If you have started a pipeline in the background (by omitting the `FOREGROUND` keyword), you can stop the pipeline instead of, or before, dropping it. Stopping a pipeline allows the pipeline to be used later, dropping a pipeline removes the pipeline from the system. Stopping is applicable for background pipelines only. Refer to [STOP PIPELINE](https://docs.singlestore.com/db/v9.1/reference/sql-reference/pipelines-commands/stop-pipeline.md) and [DROP PIPELINE](https://docs.singlestore.com/db/v9.1/reference/sql-reference/pipelines-commands/drop-pipeline.md) for more information.

To experiment with your own data files and bucket, refer to [Example 5 - Export Vector Data in Parquet and Hexadecimal](https://docs.singlestore.com/#section-idm4627199473104034253762196604.md) and [Example 6 - Generate Vector Data](https://docs.singlestore.com/#section-idm234545992427085.md).

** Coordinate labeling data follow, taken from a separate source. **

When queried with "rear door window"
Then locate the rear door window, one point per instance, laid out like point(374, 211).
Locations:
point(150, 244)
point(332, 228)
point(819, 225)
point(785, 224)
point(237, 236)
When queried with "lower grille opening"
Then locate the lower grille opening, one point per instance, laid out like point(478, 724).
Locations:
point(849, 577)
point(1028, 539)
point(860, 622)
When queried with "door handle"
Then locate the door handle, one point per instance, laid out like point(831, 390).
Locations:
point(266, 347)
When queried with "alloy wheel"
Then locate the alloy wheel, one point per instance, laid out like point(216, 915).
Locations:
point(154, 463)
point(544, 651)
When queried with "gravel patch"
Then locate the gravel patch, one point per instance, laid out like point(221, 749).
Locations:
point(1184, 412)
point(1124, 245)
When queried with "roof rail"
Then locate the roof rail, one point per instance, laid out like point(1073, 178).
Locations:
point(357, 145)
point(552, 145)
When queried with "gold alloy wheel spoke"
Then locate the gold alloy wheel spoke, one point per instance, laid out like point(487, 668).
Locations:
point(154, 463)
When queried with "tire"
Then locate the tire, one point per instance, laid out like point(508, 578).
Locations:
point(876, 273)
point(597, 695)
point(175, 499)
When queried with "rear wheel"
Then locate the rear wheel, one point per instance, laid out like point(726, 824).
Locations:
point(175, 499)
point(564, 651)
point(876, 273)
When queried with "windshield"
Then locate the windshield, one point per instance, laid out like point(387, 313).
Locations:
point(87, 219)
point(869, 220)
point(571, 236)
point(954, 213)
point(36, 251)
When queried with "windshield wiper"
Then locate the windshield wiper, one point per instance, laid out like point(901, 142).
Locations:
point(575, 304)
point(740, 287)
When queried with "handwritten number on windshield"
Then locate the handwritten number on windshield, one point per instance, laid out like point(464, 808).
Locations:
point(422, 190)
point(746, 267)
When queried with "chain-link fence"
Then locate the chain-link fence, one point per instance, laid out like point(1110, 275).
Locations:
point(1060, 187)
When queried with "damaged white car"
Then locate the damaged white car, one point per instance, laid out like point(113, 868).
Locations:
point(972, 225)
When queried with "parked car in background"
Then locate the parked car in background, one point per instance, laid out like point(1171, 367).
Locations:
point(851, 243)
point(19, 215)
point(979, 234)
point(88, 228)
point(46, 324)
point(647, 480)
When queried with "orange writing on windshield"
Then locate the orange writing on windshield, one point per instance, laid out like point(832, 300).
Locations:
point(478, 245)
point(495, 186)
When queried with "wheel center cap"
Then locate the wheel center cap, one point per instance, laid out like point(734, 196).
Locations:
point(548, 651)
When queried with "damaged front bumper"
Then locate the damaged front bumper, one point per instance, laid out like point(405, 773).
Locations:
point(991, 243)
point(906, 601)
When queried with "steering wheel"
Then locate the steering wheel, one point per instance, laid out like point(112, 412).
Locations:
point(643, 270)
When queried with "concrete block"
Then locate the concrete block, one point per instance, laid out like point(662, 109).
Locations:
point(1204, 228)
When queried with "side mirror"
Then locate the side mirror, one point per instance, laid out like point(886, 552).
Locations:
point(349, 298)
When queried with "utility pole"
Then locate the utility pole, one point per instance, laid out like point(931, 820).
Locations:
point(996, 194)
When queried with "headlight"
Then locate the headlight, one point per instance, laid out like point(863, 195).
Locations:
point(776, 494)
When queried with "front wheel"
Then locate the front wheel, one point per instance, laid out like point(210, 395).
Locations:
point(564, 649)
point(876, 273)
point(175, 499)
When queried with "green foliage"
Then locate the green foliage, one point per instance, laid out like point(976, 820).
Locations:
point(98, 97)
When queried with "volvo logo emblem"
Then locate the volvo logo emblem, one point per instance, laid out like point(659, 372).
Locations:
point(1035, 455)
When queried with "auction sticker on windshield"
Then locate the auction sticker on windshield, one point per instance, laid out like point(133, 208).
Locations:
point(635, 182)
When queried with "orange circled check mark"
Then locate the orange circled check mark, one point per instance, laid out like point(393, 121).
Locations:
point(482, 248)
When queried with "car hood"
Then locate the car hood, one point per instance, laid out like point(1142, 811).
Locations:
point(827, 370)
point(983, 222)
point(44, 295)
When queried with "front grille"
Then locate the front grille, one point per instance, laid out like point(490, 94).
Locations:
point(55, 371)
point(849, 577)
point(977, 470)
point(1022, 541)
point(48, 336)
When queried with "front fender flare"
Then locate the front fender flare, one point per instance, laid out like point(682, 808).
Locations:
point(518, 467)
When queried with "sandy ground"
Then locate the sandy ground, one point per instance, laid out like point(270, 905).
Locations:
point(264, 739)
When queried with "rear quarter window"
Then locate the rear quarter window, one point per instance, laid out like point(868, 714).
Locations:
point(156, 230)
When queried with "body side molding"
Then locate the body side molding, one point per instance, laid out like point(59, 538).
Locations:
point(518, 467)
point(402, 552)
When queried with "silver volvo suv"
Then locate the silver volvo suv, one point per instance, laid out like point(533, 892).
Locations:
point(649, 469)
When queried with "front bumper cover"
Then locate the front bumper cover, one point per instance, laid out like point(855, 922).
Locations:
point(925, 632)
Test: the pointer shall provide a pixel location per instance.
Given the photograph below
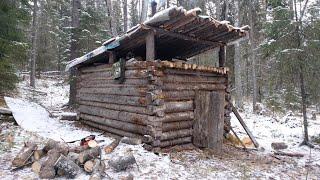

## Example 3b - Loading Data in Hexadecimal from a Local File

Use the following SQL statement to load the data with vectors encoded in hexadecimal into the `vectors` table. For this example, place the hexadecimal data show at the beginning of this section in a local file accessible to your SQL client and replace `'/tmp/vec_f32_data_hex.csv'` with the path to your text file.

As with the example above, the command below uses UNHEX and a cast to load hexadecimal data into a `VECTOR` attribute.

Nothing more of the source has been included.